My father set this in motion when, growing up on a farm, he expected my brother and me to precisely the same chores. Toss heavy hay into the pasture. Lift 100-lb feed sacks into the barrel. Shovel chicken poop. Not only did that make me damned strong but it also taught me that the boundary lines drawn for women of my era- growing up in the 1960s- didn’t apply.

Author massaging a 500 lb tiger

Living a Dream

My mom dreamed of going to Africa but never did. I’ve been five times now, and in conditions that would have terrified Mom had she known in advance. She’d have done all she could to convince me not to go. The wildest thing my mother ever did was hold a tame koala in Australia. I’ve massaged tigers and elephants, learned to be an elephant mahout, and ridden camels across Tanzania. My mother would have died a thousand deaths had she known. Yet she would have secretly envied me. And I’m just getting started.

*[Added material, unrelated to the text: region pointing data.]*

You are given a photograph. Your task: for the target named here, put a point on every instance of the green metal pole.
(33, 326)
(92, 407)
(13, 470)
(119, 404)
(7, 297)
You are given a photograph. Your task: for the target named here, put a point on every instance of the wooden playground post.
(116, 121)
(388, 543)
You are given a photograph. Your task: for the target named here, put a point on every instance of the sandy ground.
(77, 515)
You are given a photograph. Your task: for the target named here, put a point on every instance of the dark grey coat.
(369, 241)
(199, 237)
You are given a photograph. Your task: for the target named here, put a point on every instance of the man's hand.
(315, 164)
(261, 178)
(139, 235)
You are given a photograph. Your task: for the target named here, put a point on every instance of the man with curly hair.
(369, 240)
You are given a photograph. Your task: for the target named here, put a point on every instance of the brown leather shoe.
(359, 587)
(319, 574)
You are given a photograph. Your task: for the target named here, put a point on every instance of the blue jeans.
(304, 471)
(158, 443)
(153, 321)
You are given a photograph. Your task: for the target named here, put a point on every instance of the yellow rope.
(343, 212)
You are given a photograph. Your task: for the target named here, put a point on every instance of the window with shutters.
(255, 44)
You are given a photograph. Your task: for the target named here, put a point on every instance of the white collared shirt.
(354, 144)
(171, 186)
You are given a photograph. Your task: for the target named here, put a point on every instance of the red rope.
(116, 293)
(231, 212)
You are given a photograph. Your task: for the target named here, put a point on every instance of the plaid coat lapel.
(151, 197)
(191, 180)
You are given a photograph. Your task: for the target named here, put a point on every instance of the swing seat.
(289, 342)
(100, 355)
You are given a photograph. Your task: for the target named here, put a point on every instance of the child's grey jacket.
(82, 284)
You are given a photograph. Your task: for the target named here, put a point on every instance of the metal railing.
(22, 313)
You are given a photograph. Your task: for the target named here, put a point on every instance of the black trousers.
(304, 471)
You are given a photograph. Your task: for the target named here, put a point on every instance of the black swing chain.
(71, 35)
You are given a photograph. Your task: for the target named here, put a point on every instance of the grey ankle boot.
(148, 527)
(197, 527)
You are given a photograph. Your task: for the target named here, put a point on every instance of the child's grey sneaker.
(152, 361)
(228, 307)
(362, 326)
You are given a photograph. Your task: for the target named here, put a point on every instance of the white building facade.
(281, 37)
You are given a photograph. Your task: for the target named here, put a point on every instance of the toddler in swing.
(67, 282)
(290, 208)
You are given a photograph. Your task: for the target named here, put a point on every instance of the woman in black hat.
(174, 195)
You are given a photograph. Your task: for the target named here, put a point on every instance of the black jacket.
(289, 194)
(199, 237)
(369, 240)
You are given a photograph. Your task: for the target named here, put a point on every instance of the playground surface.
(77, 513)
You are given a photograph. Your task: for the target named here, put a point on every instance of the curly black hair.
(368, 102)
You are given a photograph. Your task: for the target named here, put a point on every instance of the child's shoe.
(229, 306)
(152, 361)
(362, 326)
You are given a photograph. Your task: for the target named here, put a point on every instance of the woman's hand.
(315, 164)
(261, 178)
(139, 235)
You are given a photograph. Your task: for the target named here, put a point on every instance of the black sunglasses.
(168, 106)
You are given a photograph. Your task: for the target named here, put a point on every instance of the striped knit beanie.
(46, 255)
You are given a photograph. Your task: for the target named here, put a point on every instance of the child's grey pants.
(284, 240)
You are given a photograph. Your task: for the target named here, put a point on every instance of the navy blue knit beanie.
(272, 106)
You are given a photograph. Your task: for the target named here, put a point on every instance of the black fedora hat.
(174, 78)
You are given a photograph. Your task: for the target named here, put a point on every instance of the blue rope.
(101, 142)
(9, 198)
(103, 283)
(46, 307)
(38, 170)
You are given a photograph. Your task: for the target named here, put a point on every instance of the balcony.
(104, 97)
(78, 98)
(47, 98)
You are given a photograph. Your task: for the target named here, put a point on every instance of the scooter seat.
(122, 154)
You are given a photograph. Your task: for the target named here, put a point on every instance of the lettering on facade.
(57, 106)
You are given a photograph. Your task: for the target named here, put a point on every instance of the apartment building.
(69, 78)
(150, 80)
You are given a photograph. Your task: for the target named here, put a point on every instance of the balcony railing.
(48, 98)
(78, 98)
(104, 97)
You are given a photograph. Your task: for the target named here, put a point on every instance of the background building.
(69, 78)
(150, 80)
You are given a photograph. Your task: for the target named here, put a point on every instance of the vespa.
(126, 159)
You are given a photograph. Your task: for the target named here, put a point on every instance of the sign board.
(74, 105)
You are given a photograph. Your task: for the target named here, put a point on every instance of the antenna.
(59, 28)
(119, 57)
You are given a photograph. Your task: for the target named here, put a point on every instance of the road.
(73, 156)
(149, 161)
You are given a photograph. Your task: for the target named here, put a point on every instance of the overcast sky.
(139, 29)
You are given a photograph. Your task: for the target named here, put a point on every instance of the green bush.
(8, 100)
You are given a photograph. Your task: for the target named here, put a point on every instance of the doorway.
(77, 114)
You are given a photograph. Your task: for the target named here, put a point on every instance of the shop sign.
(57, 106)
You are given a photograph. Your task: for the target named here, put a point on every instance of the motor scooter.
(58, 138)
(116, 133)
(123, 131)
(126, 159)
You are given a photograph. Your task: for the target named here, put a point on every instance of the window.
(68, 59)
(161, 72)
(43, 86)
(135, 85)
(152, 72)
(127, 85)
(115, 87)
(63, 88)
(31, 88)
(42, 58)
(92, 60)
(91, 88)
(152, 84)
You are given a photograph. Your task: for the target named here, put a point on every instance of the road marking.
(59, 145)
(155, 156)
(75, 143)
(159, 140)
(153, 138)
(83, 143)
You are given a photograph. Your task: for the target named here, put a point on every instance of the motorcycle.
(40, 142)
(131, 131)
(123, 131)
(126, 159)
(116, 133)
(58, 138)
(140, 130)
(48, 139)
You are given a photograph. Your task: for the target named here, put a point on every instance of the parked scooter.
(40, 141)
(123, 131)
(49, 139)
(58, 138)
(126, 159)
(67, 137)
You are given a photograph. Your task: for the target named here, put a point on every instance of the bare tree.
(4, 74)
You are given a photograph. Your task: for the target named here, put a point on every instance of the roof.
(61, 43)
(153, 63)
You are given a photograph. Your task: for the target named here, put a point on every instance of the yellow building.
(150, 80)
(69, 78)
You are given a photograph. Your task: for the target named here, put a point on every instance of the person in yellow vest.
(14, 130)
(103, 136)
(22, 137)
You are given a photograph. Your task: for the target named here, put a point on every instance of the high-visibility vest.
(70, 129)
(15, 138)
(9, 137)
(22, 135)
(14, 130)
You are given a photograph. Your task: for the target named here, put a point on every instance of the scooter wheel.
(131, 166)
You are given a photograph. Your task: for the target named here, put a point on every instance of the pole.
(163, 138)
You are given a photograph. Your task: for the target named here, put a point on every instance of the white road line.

Statistically, in most cases we are all at far more risk of injury and death from drivers who drink or text than the adventures we contemplate. Yet most of us don’t bite our nails when our loved ones head out onto the highways. We should. Some 660,000 drivers are on our roads texting every day, and that’s just in daylight, and relatively sober.

Encourage Courage

All I’m suggesting is that when we have the urge to say “Don’t do that-it’s dangerous!!” Let’s think first. Of course it is. That’s why we want to do it. Life is risky. It’s a far riskier place when we don’t push ourselves, expand our boundaries and experience our mental, physical and emotional courage. I’d far rather hear us say, “Go for it! I’m proud of you!”

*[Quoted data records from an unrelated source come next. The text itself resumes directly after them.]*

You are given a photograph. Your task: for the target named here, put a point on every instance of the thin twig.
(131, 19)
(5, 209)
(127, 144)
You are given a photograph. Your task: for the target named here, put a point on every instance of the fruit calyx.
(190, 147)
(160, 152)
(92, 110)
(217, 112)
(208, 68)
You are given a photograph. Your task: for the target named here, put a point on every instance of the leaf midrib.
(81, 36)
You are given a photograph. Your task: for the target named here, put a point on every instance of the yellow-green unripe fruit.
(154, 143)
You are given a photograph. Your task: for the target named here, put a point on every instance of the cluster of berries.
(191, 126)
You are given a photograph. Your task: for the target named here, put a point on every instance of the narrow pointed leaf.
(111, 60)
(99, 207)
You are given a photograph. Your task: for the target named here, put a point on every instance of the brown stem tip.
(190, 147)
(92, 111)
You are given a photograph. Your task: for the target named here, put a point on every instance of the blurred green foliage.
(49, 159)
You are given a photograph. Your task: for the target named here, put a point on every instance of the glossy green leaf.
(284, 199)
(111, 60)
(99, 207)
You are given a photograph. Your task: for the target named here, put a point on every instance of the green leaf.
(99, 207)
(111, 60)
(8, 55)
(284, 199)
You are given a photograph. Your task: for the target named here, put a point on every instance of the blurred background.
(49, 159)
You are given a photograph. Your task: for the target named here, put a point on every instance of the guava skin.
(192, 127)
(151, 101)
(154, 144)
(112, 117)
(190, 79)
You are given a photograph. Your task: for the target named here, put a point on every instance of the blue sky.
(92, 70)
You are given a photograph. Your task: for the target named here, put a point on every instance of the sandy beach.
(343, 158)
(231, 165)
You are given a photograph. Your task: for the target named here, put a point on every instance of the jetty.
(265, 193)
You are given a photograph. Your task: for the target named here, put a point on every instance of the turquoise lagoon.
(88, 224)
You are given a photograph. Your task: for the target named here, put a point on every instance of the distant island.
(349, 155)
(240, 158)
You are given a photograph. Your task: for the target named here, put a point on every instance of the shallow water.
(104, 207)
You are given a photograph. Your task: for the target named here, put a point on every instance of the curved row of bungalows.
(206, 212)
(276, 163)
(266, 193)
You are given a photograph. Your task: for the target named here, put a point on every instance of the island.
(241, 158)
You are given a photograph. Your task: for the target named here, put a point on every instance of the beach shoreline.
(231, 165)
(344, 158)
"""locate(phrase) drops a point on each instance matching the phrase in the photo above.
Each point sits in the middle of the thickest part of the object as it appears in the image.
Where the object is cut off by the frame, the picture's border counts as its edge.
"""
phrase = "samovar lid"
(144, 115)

Bringing up brave kids means allowing them to fall, hurt themselves, and learn to do better next time. That builds confidence. Shouting at them about the dangers teaches timidity and dependence. As Henry David Thoreau wrote, “The mass of men lead lives of quiet desperation.” Jailed by fears, desperate for approval, terrified of taking chances, convention keeps too many of us from discovering everything life has to offer.

Let’s Not Be Stupid

That said, let me be clear. As someone who has written about the appalling loss of life here in Colorado involving grotesquely unprepared people trying to “bag fourteeners” without proper training or preparation, if you or someone you love wants to take risks, prepare for them. There’s no earthly excuse to head into high country in cotton clothing and sneakers (one young man did just that) and argue with a more experienced climber that you know better. That hubris cost a young man his life. You want to do epic things? Then do the epic training and preparation that ensures you come home not only with great stories, but not in a pine box. Developing the competence is part of the experience, because that commitment spills over into every other aspect of your life. The seven hard months I put into training for Kilimanjaro, which I summitted easily at sixty, put me on a whole other life trajectory. Risk-taking teaches a lot of life lessons.

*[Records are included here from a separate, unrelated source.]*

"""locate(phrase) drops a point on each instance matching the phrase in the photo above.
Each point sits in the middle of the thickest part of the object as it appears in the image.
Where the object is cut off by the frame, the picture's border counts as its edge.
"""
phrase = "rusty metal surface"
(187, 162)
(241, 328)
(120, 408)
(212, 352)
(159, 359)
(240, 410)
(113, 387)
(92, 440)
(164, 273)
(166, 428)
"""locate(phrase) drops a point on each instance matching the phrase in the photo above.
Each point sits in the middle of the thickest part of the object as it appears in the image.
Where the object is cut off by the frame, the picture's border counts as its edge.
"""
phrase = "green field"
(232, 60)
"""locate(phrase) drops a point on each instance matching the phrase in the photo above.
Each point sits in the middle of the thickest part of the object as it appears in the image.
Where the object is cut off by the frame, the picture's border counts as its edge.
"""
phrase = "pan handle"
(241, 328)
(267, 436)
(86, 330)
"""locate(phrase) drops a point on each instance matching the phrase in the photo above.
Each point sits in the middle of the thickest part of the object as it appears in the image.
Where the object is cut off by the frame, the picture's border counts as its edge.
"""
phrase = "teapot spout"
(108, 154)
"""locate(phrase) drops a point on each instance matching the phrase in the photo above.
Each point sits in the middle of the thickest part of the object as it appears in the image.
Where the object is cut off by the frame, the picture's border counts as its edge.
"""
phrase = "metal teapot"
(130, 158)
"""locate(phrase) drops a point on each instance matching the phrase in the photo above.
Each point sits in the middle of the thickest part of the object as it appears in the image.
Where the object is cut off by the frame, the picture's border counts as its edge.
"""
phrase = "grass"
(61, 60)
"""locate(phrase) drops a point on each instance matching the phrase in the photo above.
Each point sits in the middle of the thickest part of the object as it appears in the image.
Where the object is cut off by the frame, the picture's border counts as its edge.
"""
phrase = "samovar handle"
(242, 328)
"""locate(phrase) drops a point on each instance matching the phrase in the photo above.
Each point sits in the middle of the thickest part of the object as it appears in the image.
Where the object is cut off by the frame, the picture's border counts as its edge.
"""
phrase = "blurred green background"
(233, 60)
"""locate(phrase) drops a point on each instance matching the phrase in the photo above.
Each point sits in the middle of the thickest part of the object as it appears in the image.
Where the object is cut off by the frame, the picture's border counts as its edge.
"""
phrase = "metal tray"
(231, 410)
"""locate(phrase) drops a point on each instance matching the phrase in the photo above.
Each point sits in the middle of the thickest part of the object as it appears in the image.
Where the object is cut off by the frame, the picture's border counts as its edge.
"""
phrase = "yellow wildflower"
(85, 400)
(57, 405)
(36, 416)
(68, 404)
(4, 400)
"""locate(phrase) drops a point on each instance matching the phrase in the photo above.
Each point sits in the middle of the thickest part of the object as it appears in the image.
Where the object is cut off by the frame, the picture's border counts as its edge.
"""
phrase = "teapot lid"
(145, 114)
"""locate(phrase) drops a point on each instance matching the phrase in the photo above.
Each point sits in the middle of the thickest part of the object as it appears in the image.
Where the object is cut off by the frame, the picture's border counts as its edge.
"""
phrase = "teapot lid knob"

The author on top of Kilimanjaro

What Is Your Bed of Hot Coals?

Tony Robbins made a huge name for himself inviting people to walk across hot coals. For many, if not most, it was the very first thing they had ever done which allowed them to experience bravery. Walking coals didn’t appeal to me. Hitchhiking around Australia, New Zealand and Fiji for four years did. While there I learned to fly ultralights, scuba dived the Barrier Reef, and explored thousands of miles of Outback and coastline alone. I was barely 30. Every aspect of that trip redefined who I was, could be and would be the rest of my life. That’s what stepping outside your comfort zone can do.

Allowing, supporting, and encouraging your loved ones to take wing also takes courage. It might even inspire you to take a few risks of your own.